Despite taking no public action after privately receiving legal advice Saturday, Lusher Charter School has filed a challenge to the National Labor Relations Board’s authority to hold a union election.
The board chairman, who is in the board minority that wanted to voluntarily recognize the union, said in an interview that the CEO of the school decided to file the challenge without formal board approval.
In the election last week, Lusher teachers voted 77 to 54 against union representation. However, a much smaller group of paraprofessionals at the school voted 8 to 5 in favor of a union; three additional paraprofessional votes were challenged and not yet counted.
That means the paraprofessionals could seek from the board a collective bargaining contract, negotiated by United Teachers of New Orleans.

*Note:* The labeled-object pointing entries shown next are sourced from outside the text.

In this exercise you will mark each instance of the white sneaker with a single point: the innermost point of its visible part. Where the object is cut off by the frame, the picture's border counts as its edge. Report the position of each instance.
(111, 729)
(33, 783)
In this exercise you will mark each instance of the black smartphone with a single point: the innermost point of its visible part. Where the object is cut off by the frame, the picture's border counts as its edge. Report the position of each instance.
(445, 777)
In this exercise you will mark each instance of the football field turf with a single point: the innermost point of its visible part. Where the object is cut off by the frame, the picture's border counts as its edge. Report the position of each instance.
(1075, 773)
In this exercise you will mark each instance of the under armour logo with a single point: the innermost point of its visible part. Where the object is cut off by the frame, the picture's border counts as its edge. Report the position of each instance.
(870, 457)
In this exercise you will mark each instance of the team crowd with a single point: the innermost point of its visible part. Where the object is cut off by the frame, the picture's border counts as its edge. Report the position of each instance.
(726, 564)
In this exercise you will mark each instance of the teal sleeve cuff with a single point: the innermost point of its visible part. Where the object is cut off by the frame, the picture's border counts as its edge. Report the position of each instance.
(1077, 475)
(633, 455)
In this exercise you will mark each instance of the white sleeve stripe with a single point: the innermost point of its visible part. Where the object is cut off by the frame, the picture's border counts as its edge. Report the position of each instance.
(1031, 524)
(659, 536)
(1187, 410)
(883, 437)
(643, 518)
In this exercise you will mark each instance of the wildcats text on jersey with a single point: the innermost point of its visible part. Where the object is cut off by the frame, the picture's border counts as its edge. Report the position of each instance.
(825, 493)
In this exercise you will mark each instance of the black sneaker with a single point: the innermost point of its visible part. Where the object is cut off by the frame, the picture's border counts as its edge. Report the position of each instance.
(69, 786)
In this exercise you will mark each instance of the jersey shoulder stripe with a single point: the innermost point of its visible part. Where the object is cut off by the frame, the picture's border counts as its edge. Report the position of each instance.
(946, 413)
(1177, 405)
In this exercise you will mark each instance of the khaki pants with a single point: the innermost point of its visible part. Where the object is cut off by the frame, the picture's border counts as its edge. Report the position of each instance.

Board members at Saturday’s meeting weighed the cost of continuing to challenge jurisdiction against the cost of negotiating a contract.
Ballpark figures used at Saturday’s meeting put a challenge at $100,000, and negotiating at $150,000. The latter is the figure Benjamin Franklin Charter School arrived at after negotiating a union contract with its teachers. One Lusher board member, though, pointed out they could face both costs if their challenge is not successful.
Lusher attorney Mag Bickford filed a 24-page request for review with the federal labor board Tuesday. She did not immediately return a call for comment Wednesday.
Board Chairman Blaine LeCesne and board member Chunlin Leonhard, who also supported the union effort in a 6-5 vote, found themselves pitted against the rest of the board members on a variety of issues at Saturday’s meeting. He said he believes the majority of the board clearly agrees with the move to challenge the labor board, though it took no vote on the matter.
“This is in indication of just how unfettered the CEO’s authority is,” he said, referring to longtime school leader Kathy Riedlinger. “The board acquiesced to the CEO demanding that we take that legal position.
“It’s the tail wagging the dog.”
Bickford and two colleagues met in a closed-door executive session with the Lusher board Saturday to offer legal advice on the unionization effort.
The matter turns on whether Lusher is a governmental body, over which the labor board has no jurisdiction. A regional hearing officer of the board ruled that Lusher was not a governmental body and ordered the union election to be held.
Lusher’s argument in the labor board filing relies heavily on the state law that authorized the creation of charter schools and the fact that a majority of the city’s schools are charters.
The brief notes Gov. Kathleen Blanco’s executive order that allowed the Orleans Parish School Board to quickly grant charters after Hurricane Katrina. Advocates for Arts Based Education, the nonprofit that runs Lusher, filed its incorporation papers before Katrina. It was granted a charter by the School Board two weeks after the storm.
Lusher Charter ties its history to the traditional public Robert M. Lusher that opened in Orleans Parish in 1913. When Advocates received a charter, it converted the traditional school into a public charter school.
Lusher contends it is a public school throughout the filing and that it is generally accepted that Lusher is a public school. But that doesn’t necessarily make it a political subdivision.
In fact, in a past lawsuit, Lusher successfully argued it was not a political subdivision and therefore had the ability to sue the Orleans Parish School Board over certain fees. In its brief, though, Lusher said that previous federal court ruling shouldn’t play into this decision because it was a different point of law.
Should Advocates lose its charter contract, the organization would still exist, as New Orleans has seen in other instances where charter schools have been shut down.
Lusher also argues it is a joint employer with the School Board in some cases, such as the hiring of special-education faculty.
The story was updated to include comments from Lusher’s board chairman.